Randomization Criteria

- Patients whose UPDRS Part III total (on) scores is 10 points or more at week 0

- Patients who did not achieve an optimal therapeutic response by treatment with
16mg/day Ropinirole CR and required higher dose of Ropinirole CR

- Patients who are 80% or more compliant taking study drug

Exclusion Criteria

- Late stage advanced patients demonstrating incapacitating peak dose or biphasic
dyskinsia on their stable dose of L-dopa.

- Patients who have used any other dopamine agonist (except for Ropinirole IR and CR)
within 4 weeks prior to the screening phase.

- Patients who have been treated with the following drugs at 4 weeks or earlier before
the start of the screening phase, and whose treatment regimen of the drug has been
changed. Anticholinergic agents: trihexyphenidyl hydrochloride, piroheptine
hydrochloride, mazaticol hydrochloride, metixene hydrochloride, biperiden
hydrochloride, profenamine, amantadine hydrochloride,droxidopa, citicoline, selegiline
hydrochloride, entacapone, zonisamide, Estrogens, CYP1A2 inhibitors.

- Patients who have been changing in smoking habit (started or stopped smoking) within
the screening phase.

- Patients who have been treated with any other investigational drug within 12 weeks
prior to the screening phase.

- Patients who present serious physical signs and symptoms other than those of the PD
(e.g. cardiac/hepatic/renal disorder and haematopoietic disorder).

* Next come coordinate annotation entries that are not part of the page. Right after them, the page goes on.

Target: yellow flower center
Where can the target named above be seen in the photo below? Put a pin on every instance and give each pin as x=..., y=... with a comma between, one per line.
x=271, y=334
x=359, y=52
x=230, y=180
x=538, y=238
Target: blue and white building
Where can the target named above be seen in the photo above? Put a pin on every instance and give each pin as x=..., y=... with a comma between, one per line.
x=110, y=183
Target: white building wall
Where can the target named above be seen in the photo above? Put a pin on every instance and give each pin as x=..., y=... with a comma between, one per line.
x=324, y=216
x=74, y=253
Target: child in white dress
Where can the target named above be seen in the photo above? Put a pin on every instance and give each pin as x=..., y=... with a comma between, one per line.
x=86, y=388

- Patients with symptomatic postural hypotension. (e.g. dizziness and syncope).

- Patients with a current or history of drug abuse or alcoholism.

- Patients with severe dementia such as score 3 or 4 of the UPDRS item 1 (Mentation,
behaviour, and mood).

- Patients with current or history of major psychosis (e.g. schizophrenia or psychotic
depression) such as score 3 or 4 of the UPDRS item 2 (thought disorder) or item
3(depression).

- Patients who have received surgical treatment for PD in the past (e.g. pallidectomy,
deep brain stimulation).

- Female patients who are pregnant or lactating, who may be pregnant, or who plan for
pregnancy during the study or within 30 days after the last dose of the study drug.

- Unstable liver disease (as defined by the presence of ascites, encephalopathy,
coagulapathy, hypoalbuminaemia, oesophageal or gastric varices or persistent
jaundice), cirrhosis, known biliary abnormalities (with the exception of Gilbert's
syndrome or asymptomatic gallstones). Chronic hepatitis B administered
immunosuppressive agents due to risk of hapatitis B reactivation.

- Patients with a history of drug allergy to Ropinirole hydrochloride.

- Except for patients with a history of basal cell carcinoma, patients with a current or
history of cancer or malignant tumor within 5 years prior to the screening phase.

- Others whom the investigator (subinvestigator) considers ineligible for the study.